S053: weight and biasing in original bidirectional circulating neural network model are updated based on model output, obtained effective
Bidirectional circulating neural network model.
Specifically, it after obtaining model output, is adopted based on model output building loss function then according to loss function
Weight and the biasing that original bidirectional circulating neural network model is adjusted with back-propagation algorithm, obtain effective bidirectional circulating nerve net
Network model.Wherein, backpropagation (Back Propagation) algorithm refers to hides according to the reverse sequence adjustment of time sequence status
Between weight and biasing and input layer and hidden layer between layer and the output layer of original bidirectional circulating neural network model
The algorithm of weight and biasing.
Step S051- step S053, by being carried out to the weight in original bidirectional circulating neural network model with biasing
Initialize installation shortens the training time of model, improves the recognition accuracy of model.Then it two-way is followed using training set to original
Ring neural network model is trained, and adjusts the weight in original bidirectional circulating neural network model and biasing, so that original double
Weight and biasing into Recognition with Recurrent Neural Network model are more in line with needs.
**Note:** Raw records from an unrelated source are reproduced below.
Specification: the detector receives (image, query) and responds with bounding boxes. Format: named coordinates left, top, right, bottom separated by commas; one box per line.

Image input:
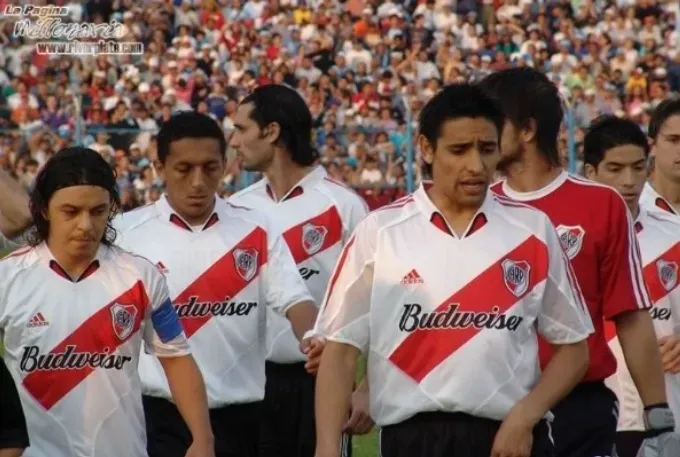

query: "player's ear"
left=519, top=119, right=536, bottom=143
left=262, top=122, right=281, bottom=144
left=418, top=135, right=434, bottom=165
left=153, top=159, right=165, bottom=181
left=583, top=163, right=597, bottom=181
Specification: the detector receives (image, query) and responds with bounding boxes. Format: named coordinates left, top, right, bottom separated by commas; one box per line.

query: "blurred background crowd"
left=0, top=0, right=680, bottom=209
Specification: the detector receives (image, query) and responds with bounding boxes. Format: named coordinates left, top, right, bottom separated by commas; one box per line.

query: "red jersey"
left=491, top=172, right=652, bottom=382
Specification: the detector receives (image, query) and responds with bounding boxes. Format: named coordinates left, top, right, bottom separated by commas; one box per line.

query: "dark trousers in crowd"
left=552, top=381, right=618, bottom=457
left=142, top=395, right=262, bottom=457
left=614, top=432, right=646, bottom=457
left=378, top=412, right=555, bottom=457
left=260, top=362, right=351, bottom=457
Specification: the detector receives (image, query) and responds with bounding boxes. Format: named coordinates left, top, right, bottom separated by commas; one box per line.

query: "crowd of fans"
left=0, top=0, right=680, bottom=209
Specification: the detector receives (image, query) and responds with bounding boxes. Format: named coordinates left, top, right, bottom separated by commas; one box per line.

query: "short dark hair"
left=241, top=84, right=319, bottom=166
left=418, top=83, right=505, bottom=176
left=156, top=111, right=227, bottom=163
left=27, top=146, right=121, bottom=246
left=648, top=96, right=680, bottom=140
left=479, top=67, right=564, bottom=166
left=583, top=115, right=650, bottom=168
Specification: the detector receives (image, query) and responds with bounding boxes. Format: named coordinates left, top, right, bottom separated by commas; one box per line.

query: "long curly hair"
left=27, top=147, right=121, bottom=246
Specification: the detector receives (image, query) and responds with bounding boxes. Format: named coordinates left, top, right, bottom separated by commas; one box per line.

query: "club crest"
left=110, top=303, right=137, bottom=340
left=656, top=260, right=678, bottom=292
left=501, top=259, right=531, bottom=297
left=557, top=225, right=586, bottom=260
left=234, top=248, right=258, bottom=281
left=302, top=224, right=328, bottom=255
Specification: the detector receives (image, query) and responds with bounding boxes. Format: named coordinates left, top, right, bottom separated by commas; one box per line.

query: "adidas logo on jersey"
left=401, top=268, right=424, bottom=284
left=26, top=313, right=50, bottom=328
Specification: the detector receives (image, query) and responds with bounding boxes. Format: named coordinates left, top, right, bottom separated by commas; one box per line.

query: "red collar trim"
left=50, top=259, right=100, bottom=282
left=654, top=197, right=677, bottom=214
left=170, top=213, right=220, bottom=232
left=266, top=184, right=305, bottom=202
left=430, top=212, right=488, bottom=237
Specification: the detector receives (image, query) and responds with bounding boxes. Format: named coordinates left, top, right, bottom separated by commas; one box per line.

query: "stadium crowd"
left=0, top=0, right=680, bottom=209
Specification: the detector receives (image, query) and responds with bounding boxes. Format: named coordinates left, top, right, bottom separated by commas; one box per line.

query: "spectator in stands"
left=0, top=0, right=680, bottom=204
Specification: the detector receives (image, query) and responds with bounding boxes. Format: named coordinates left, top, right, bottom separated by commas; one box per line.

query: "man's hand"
left=342, top=389, right=375, bottom=435
left=300, top=336, right=326, bottom=374
left=185, top=438, right=215, bottom=457
left=637, top=432, right=680, bottom=457
left=491, top=403, right=535, bottom=457
left=659, top=335, right=680, bottom=374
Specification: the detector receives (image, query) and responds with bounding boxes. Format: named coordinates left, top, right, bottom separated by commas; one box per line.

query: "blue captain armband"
left=151, top=298, right=182, bottom=343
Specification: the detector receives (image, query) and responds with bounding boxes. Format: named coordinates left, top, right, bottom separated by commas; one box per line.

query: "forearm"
left=316, top=342, right=359, bottom=457
left=519, top=341, right=588, bottom=424
left=355, top=358, right=368, bottom=392
left=286, top=301, right=317, bottom=341
left=0, top=449, right=24, bottom=457
left=0, top=169, right=31, bottom=238
left=615, top=310, right=666, bottom=406
left=159, top=355, right=213, bottom=441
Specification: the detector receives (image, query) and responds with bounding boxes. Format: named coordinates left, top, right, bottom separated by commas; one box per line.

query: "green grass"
left=0, top=250, right=378, bottom=457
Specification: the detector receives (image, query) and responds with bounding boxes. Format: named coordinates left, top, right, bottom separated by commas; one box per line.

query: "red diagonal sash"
left=390, top=236, right=548, bottom=382
left=23, top=281, right=149, bottom=409
left=173, top=227, right=267, bottom=338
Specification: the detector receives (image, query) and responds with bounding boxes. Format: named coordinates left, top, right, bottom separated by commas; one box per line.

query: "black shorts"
left=260, top=362, right=351, bottom=457
left=0, top=358, right=28, bottom=449
left=552, top=381, right=618, bottom=457
left=615, top=431, right=646, bottom=457
left=378, top=412, right=554, bottom=457
left=142, top=395, right=262, bottom=457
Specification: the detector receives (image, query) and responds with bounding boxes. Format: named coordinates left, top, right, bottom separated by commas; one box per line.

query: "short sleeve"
left=144, top=262, right=190, bottom=357
left=0, top=358, right=29, bottom=449
left=265, top=220, right=314, bottom=315
left=315, top=216, right=377, bottom=352
left=600, top=190, right=652, bottom=319
left=538, top=217, right=593, bottom=344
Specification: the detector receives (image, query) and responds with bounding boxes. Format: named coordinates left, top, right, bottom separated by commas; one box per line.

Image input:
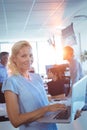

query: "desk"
left=0, top=111, right=87, bottom=130
left=58, top=111, right=87, bottom=130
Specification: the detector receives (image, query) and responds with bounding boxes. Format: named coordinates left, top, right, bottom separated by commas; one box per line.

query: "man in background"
left=0, top=52, right=9, bottom=103
left=63, top=46, right=83, bottom=85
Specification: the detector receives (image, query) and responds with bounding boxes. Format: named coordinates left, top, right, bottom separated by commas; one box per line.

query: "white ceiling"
left=0, top=0, right=87, bottom=41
In one embodiment, original bidirectional circulating neural network recycles including Recognition with Recurrent Neural Network forward and backward nerve net
Network obtains mould as shown in fig. 7, step S052, term vector is input in original bidirectional circulating neural network model and is trained
Type output, specifically comprises the following steps:
S0521: term vector is input to the input layer of original bidirectional circulating neural network model, treated by input layer
Term vector is input to the hidden layer forward of Recognition with Recurrent Neural Network forward, and is handled using attention mechanism, obtains defeated forward
Out.
Specifically, term vector is input to the input layer of original bidirectional circulating neural network model, what input layer will acquire
Term vector is input in hidden layer forward, passes through formula h in hidden layer forwardt1=σ (Uxt+Wht-1+ b) it calculates and hides forward
The output of layer.Wherein, σ indicates the activation primitive of Recognition with Recurrent Neural Network hidden layer forward, U indicate input layer and hidden layer forward it
Between weight, W indicates the weight between each hidden layer of Recognition with Recurrent Neural Network forward, b indicate input layer and follow forward hidden layer it
Between biasing, xtIndicate the term vector of t moment input input layer, ht1Indicate the output of the term vector of t moment in hidden layer forward,
ht-1Indicate the output of the term vector at t-1 moment in hidden layer forward.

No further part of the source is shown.